すなわち相手の動きを止め自慰や露出行為を見せつける拘束系の力。
自分を見て欲しい、自分の恥ずかしい姿を見て欲しい。
そういう能力だ。

強力な魔人能力ではあるが単体での攻撃性能はない。
他人と組んでこそ強い。
ただ見せつけるだけ、能力の性質もあいまって、ノイマは他の魔人からやや下に見られる魔人だった。

だが、ある教師と出会い、ノイマは能力の応用を得た。
小刻みに発動する能力の合間に攻撃を行う事で敵を止めるのではなく動きを遅らせる。
単体でも高い戦闘能力を得たことで魔人ノイマ舞は羽ばたいたのだ。
いろんな意味で。

ノイマ舞はオカマだった。

  • 拾弐-

カツラはズレかけている。
胸のパットも一つはなくなっている。
だが生徒に手をださせない。
ノイマ舞はオカマである。

「アタシの方を見ろゴルァ!!」

ドスの聞いた声でノイマは吠える!!
それでも、胸を揉み、股間をまさぐる姿を視界に捉えたなら道明寺は動けないのだ。

「貴様っ!!こんな事をしても!!先に死ぬのはお前だ!!」

「そうじゃな」

よろよろとまさに老人のようにトーシュが立ち上がる。

「今更お前の力で何ができる」
「できるさ、できるのだよ」
「オオオオォォォォォォ!!」
「ワシの能力を教えよう道明寺君、いやコシヒカリ君かな」

トーシュは動く片手を道明寺に触れた。
微かにメロディーが流れる。

「ワシの能力は『サカサマの歌』、時間を操る事ができる!!」
「馬鹿な!!やめろ、これこそが!!俺が!!」
「君を戻すぞ、道明寺君」

道明寺の姿が歪んだ。

「あとな、妹を泣かすもんじゃない」

  • 拾参-

「お兄ちゃん!!お兄ちゃん!!」
「う、あ。
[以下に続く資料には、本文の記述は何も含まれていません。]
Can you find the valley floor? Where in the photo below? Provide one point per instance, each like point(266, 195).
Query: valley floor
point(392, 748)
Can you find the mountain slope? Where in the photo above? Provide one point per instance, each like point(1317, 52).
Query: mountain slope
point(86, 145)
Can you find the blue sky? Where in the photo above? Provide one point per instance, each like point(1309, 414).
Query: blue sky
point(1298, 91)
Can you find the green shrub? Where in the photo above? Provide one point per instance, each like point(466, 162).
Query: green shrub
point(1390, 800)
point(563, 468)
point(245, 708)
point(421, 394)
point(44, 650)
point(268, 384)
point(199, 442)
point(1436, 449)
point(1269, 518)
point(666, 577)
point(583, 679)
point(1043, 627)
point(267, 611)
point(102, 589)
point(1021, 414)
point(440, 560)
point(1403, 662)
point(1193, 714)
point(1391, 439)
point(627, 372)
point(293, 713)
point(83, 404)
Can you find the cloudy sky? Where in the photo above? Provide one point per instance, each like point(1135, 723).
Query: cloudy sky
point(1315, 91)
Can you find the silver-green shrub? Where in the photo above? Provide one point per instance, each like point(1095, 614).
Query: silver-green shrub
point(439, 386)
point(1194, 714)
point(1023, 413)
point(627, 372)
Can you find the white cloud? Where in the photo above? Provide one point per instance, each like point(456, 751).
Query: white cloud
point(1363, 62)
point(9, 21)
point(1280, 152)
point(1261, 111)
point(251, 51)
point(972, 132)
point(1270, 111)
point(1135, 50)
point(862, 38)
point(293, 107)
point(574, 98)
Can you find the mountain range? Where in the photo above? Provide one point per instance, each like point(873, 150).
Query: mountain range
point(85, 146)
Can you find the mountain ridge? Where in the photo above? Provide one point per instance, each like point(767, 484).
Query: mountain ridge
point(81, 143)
」

道明寺羅門が目を覚ます。
その体にすがるように七曲真哉が泣いていた。

「すまなかった、真哉。もう大丈夫だ」

道明寺羅門は呟き再び目を閉じる。

「ノイマ君」
「なんですか、センセ」
「ワシ、結構死にそうなんだが」
「大丈夫ですよ、センセ」
「亡者の魂だけでは足りんでな、割とヤバイ」
「もうすぐ救援が来ますし、ほら。七曲さんがコシヒカリを料理してくれます」
「そうかね、あともう一ついいかなノイマ君」
「はい」
「膝枕はいいんだがね、股間の膨らみが頭に当たるの結構微妙な気分じゃわ。あと骨がバッキバキでね」

ノイマ舞は笑う
歩峰トーシュも笑った。
ノイマ舞はオカマだった。

道明寺羅門とコシヒカリは分離され。
いずれ七曲真哉によって調理されるだろう。

コシヒカリパンデミックは回避されたのだと皆が知った。